2.3 Characterization of vascular grafts

2.3.1 Tensile strength. Tensile strength was evaluated by using an Instron machine (MTS E43.104, Shenzhen, China). Tubular vascular grafts (n = 5 for all groups) were cut to a length of 1 cm and were wetted with phosphate-buffered saline (PBS) before being placed onto the Instron machine. A strain rate of 100 mm s⁻¹ was applied and the grafts were stretched until a fracture occurred. The final tensile strength was recorded and compared with previously reported data of native arteries.

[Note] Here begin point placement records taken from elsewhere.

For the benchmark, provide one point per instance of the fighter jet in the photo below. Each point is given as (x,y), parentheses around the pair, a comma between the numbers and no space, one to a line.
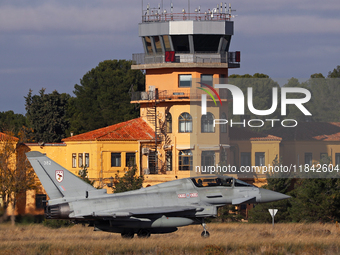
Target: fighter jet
(156,209)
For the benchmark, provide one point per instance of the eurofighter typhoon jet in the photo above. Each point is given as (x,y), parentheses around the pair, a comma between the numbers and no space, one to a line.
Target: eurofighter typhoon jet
(156,209)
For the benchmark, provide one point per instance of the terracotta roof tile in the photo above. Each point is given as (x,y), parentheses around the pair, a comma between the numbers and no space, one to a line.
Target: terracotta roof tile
(308,131)
(4,136)
(237,134)
(132,130)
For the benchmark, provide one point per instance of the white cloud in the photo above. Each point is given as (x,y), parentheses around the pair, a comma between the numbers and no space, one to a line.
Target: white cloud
(51,16)
(287,24)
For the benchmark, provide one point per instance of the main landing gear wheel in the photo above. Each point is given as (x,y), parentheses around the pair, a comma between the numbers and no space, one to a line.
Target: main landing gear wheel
(128,235)
(143,233)
(205,234)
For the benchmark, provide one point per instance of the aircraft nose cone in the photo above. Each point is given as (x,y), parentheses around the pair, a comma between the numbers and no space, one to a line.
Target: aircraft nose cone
(271,196)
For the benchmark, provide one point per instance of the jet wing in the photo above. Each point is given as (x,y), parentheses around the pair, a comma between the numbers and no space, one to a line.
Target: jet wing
(237,201)
(144,211)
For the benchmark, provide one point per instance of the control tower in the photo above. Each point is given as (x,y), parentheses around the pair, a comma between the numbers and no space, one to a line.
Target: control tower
(181,51)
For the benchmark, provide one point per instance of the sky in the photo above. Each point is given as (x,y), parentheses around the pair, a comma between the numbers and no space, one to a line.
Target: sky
(53,44)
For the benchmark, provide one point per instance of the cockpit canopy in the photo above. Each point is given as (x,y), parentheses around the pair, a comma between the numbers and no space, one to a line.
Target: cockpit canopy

2.3.2 FTIR. Electrospun tubular grafts were carefully cut into 3 mm × 3 mm rectangular segments and analyzed by FTIR (FTIR-650, Tianjin, China). The fabricated samples were measured in transmittance mode in the range of 800–2000 cm⁻¹. The position of the peaks in AICAR and the AICAR-modified vascular grafts was analyzed by comparing with previously reported values.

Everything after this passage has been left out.